Despite how few of them there are, their actions have had such a negative impact that their reputation proceeds them.

She climbs to her feet and holds out her hand to the male. “Stella. Nice to meet you.” He clasps her hand in his. “And this is my friend Ryan.”

He steadfastly ignores me.

“I can’t tell you how excited I was when I learned that you were here. There are so few of you left.” He crosses his arms over his chest as he rakes his eyes down Stella’s frame. “I’m sure I don’t have to tell you how compatible Valkyrie and Berserkers are.”

“No, you don’t, considering that’s my parent’s spirit pairing, but uh… I’m unsure why this is a conversation we’re having when I don’t even know if you put the cap back on the toothpaste after you brush your teeth.”

“You don’t,” I hiss at her. “There’s always toothpaste all over your side of the counter.”

“That’s why I need someone who does, big guy,” she says under her breath. “So they can pick up after me.”

Wyatt doesn’t drop his aggressive stance and swings his glare at me. Whatever he was looking for, he doesn’t find, because he rolls his eyes and turns his body to block me from the conversation.

“Let me walk you to dinner, Valkyrie.”

Stella’s wings shoot out at the same time she takes a step towards the Berserker, poking him in the chest. “I am more than my spirit.”

“Never said you weren’t,” he snaps, taking a step towards her, forcing her elbow to bend. “You’re free to call me Berserker.”

She scoffs and crosses her arms. “I’ll do no such thing, Wyatt. You know my name. Use it. If you want to ask me to dinner because you’d like to get to know me, Stella, then use my name. But if it’s because I’m a Valkyrie and we’re biologically compatible or whatever, get lost.“ Venom drips from her voice, and I immediately take a step closer to her flank.

She does not need me to protect her, but it’s an unconscious movement on my part to position myself behind her in support.

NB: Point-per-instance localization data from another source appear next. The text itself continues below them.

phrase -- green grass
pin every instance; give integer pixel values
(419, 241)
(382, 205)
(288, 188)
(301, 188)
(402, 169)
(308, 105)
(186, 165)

“Aren’t you feisty,” he taunts, and I decide that I really can’t stand this male.

“Terribly.”

His grin turns feral. “I like that.” He takes a step back and shoves his hands into his pockets. “You’re new here, Valkyrie, so I’m going to give you some time to get settled, but you know where this will end up. I’ll grow on you.”

“Yeah, like a fungus!” she shouts at his retreating back.

“A fungus?” I ask as she starts to stalk off toward our tower aggressively.

“Ugh, I know, it was so corny. I was so busy repeating ‘you can’t throw him he’s also a warrior spirit’ in my head that I ended up sounding like a five-year-old.”

“I’m not sure many youngsters would know about the germination of fungus, but I understand your sentiment.”